Par un arrêt du 30 mars 2023, la CJUE se prononce sur l’interprétation de l’article 88, § 1 et 2 du règlement général sur la protection des données (RGPD), qui reconnaît aux États membres une marge d’appréciation en ce qui concerne le traitement des données à caractère personnel des employés dans le cadre des relations de travail (Règl. (UE) 2016/679 du Parlement européen et du Conseil, 27 avr. 2016 : JOUE n° L 119, 4 mai).

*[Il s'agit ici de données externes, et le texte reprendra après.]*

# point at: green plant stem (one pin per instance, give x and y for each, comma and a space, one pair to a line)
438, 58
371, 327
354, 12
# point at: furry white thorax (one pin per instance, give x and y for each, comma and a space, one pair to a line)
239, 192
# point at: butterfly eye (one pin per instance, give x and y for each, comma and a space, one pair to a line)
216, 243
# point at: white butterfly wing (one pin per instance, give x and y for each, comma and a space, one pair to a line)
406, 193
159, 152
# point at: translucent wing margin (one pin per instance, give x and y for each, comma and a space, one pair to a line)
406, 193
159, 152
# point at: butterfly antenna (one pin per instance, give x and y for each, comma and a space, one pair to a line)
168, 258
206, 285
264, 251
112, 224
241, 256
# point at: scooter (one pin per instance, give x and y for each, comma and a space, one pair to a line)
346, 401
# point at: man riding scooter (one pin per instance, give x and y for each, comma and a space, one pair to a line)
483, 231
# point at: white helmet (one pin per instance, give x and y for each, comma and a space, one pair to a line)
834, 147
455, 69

En l’espèce, le litige concernait le traitement des données personnelles des enseignants à l’occasion de la diffusion en direct par vidéoconférence des cours d’enseignement public qu’ils sont chargés de délivrer.

Sur le fondement de l’article 23 de la loi sur la protection des données et la liberté de l’information du Land de Hesse (Allemagne), considéré par le ministre de l’Éducation et de la Culture du Land comme étant une règle nationale « plus spécifique » au sens de l’article 88 du RGPD, l’enseignement scolaire avait été réorganisé pendant la période de pandémie de Covid-19 en prévoyant notamment la diffusion en direct par vidéoconférence des cours d’enseignement public sous réserve du consentement des élèves eux-mêmes mais sans le consentement des enseignants concernés.

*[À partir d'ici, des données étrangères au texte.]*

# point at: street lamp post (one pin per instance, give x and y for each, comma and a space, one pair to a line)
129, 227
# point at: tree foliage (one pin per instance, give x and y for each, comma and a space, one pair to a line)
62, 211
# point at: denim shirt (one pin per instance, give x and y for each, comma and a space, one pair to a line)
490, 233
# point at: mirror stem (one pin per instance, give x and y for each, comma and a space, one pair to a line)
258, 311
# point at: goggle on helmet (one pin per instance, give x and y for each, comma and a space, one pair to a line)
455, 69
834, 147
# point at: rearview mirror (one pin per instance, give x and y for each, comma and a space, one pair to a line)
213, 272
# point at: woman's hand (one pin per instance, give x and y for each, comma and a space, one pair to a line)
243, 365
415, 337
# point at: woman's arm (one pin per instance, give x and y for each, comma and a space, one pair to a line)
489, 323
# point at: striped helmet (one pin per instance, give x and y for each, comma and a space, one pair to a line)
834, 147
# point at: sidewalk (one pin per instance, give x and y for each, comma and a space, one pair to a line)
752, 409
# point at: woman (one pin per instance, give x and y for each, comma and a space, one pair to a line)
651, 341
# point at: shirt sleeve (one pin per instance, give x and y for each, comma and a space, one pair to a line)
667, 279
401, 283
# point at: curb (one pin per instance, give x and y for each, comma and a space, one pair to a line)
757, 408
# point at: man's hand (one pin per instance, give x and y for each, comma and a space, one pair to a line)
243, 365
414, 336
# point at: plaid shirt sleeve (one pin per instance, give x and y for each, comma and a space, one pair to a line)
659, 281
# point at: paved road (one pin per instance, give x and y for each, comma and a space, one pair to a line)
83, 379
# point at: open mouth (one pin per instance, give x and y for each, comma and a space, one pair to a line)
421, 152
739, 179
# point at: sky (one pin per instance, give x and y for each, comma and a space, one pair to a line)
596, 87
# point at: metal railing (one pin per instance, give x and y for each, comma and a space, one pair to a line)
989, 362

L’article 88 du RGPD relatif au traitement de données personnelles dans le cadre des relations de travail prévoit, dans son paragraphe 1, la possibilité de règles nationales plus spécifiques pour assurer la protection des droits et libertés dans ce cadre et fixe, dans son paragraphe 2, les conditions et limites de ces règles nationales plus spécifiques.

Avant de répondre aux questions posées par la juridiction administrative allemande, la Cour prend d’abord soin de confirmer que la diffusion en direct par vidéoconférence des cours d’enseignement public relève du champ d’application de l’article 88 du RGPD. Pour la Cour, cet article est indifférent de la nature du lien juridique qui lie l’employé à l’employeur. Peu importe en effet si la personne concernée se trouve employée en qualité d’employé ou de fonctionnaire, ou encore si son lien d’emploi relève du droit public ou du droit privé. « Les particularités du traitement des données à caractère personnel dans le cadre des relations de travail et, par conséquent, la faculté conférée aux États membres par l’article 88, paragraphe 1, du RGPD s’expliquent notamment par l’existence d’un lien de subordination entre l’employé et l’employeur et non pas par la nature du lien juridique qui lie ce premier à ce dernier », estime la Cour (point 53).

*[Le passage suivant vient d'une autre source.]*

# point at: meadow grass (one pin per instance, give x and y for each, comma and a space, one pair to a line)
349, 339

Après avoir posé que la diffusion en direct par vidéoconférence des cours d’enseignement public relève champ d’application de l’article 88 du RGPD, la Cour se prononce sur la qualification de règles nationales plus spécifiques et sur les conséquences du non-respect de cet article par les États membres.

La faculté pour les États de prévoir des règles nationales plus spécifiques dans le cadre des relations de travail

La faculté pour les États de prévoir des règles nationales plus spécifiques dans le cadre des relations de travail constitue l’une des marges d’appréciation laissées aux États membres par le RGPD.

Reprenant sa jurisprudence « Meta Platforms Ireland » (CJUE, 28 avr. 2022, aff. C‑319/20, Meta Platforms Ireland), la Cour rappelle que, si le RGPD vise à assurer une harmonisation en principe complète des législations nationales relatives à la protection des données personnelles, certaines de ses dispositions « ouvrent la possibilité pour les États membres de prévoir des règles nationales supplémentaires, plus strictes ou dérogatoires, et laissent à ceux-ci une marge d’appréciation sur la manière dont ces dispositions peuvent être mises en œuvre » (point 51). Mais cette marge d’appréciation n’est pas absolue : « lorsque les États membres exercent la faculté qui leur est accordée par une clause d’ouverture du RGPD, ils doivent utiliser leur marge d’appréciation dans les conditions et les limites prescrites par les dispositions de ce règlement et doivent ainsi légiférer de manière à ne pas porter atteinte au contenu et aux objectifs » du RGPD (point 59).

S’agissant plus particulièrement de la faculté ouverte aux États d’assurer la protection des droits et des libertés des employés en ce qui concerne le traitement des données personnelles dans le cadre de relations de travail, des conditions ont été prévues par l’article 88 du RGPD. Ces conditions, qui encadrent la marge d’appréciation laissée aux États, « reflètent les limites de la différenciation acceptée » (point 73). Ainsi que le précise la Cour, lorsqu’un État utilise cette marge d’appréciation, la réglementation nationale qui serait adoptée doit « comporter des mesures appropriées et spécifiques pour protéger la dignité humaine, les intérêts légitimes et les droits fondamentaux des personnes concernées » (point 74). A cet égard, « une attention particulière doit être accordée à la transparence du traitement, au transfert de données à caractère personnel au sein d’un groupe d’entreprises ou d’un groupe d’entreprises engagées dans une activité économique conjointe et aux systèmes de contrôle sur le lieu de travail » (point 74).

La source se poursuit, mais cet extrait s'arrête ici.